La nouvelle selle divisée apporte une sensation de confort et élargit les horizons de la nouvelle Duke, en nous permettant de parcourir de longues distances confortablement. Le guidon large et la bonne ergonomie invitent à conduire de façon agressive. Les jambes s’intègrent bien dans les fentes du réservoir de carburant, les pédales basses ne nous forcent pas à replier les jambes. La 690 Duke ABS transmet une agréable sensation de contrôle, quel que soit votre style de conduite : elle permet une conduite de type supermotard (question de gènes…) tout comme une conduite de sprinter, avec le genou au sol.

Le cadre en tubes de seulement 8 kg, équipé d’un sous cadre en aluminium, utilise un bras oscillant, lui aussi en aluminium, sur lequel est ancré l’unique amortisseur arrière, réglable en pré charge de ressort et qui gagne en efficacité si on le serre un peu. La fourche n’est pas réglable, mais un kit de biellettes et de ressorts de fourche est disponible à la vente pour faire baisser la hauteur de la moto. Mon impression est que la nouvelle Duke 690 est plus stable dans les virages rapides. Je n’ai pas eu cette sensation de flottabilité du train avant, qui existe sur les versions précédentes. Avec un poids de seulement 165 km en marche et une grande sensibilité à tous les mouvements, le mono amortisseur arrière fait bien son travail. Ce n’est pas un amortisseur réglable, comme sur la version précédente, et l’une des raisons pour lesquelles son prix est plus réduit. Cependant, la rigidité du châssis maintient toujours la Duke comme sur des rails. Durant notre essai, nous avons circulé sur une route extrêmement glissante à cause de la mauvaise qualité du sol. En ouvrant la poignée de gaz à la sortie des virages, la roue arrière dérapait inévitablement. Sur d’autres motos, cela aurait représenté un problème, mais sur la Duke, cette situation s’est transformée en un jeu amusant, dans lequel nous avons toujours gardé le contrôle de la situation. Cela s’explique par sa conception et ses géométries.

L’ensemble de freins est efficace, mais nous avons noté un inconvénient. La Duke 690 est équipée d’un système ABS signé Bosh, le même que celui de la SMT 990 et de dimensions très réduites. Un système facilement déconnectable grâce à l’un des trois petits boutons situés sur le tableau de bord. Cependant, lorsque l’ABS est connecté, il se montre trop intrusif si on freine avec le pied. Il agit presque de façon continue sur la roue arrière et les pulsations du levier de frein sont trop fortes, effet qui se minimise en appuyant sur le frein avant.

D’un autre côté, l’ensemble de frein avant est puissant (étrier à ancrage radial), progressif et il bénéficie d’un bon tact.
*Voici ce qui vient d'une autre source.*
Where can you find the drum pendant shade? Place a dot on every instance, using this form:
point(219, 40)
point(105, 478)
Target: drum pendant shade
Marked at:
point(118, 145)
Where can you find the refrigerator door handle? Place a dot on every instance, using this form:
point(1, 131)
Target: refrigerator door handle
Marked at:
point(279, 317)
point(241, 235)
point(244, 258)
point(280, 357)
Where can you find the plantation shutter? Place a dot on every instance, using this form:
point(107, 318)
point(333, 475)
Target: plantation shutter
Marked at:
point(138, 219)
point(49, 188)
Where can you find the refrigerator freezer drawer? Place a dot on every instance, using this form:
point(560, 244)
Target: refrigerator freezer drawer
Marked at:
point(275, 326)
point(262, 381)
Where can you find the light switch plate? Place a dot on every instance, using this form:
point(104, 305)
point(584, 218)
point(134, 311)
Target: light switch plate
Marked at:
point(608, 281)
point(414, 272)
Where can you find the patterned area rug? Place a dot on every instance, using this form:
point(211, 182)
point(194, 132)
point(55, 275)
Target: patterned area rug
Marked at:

Si vous abusez du frein arrière, il est préférable de déconnecter l’ABS. J’ai passé un très bon moment dans les virages de la montagne de Grazalema, avec le système ABS déconnecté, en freinant avec l’arrière et en faisant déraper légèrement la moto… Une sensation très amusante que j’ai ressentie pour la première fois sur cette moto très confortable : l’alchimie entre le confort et les sensations fonctionne parfaitement. L’embrayage avec système anti-rebond aussi.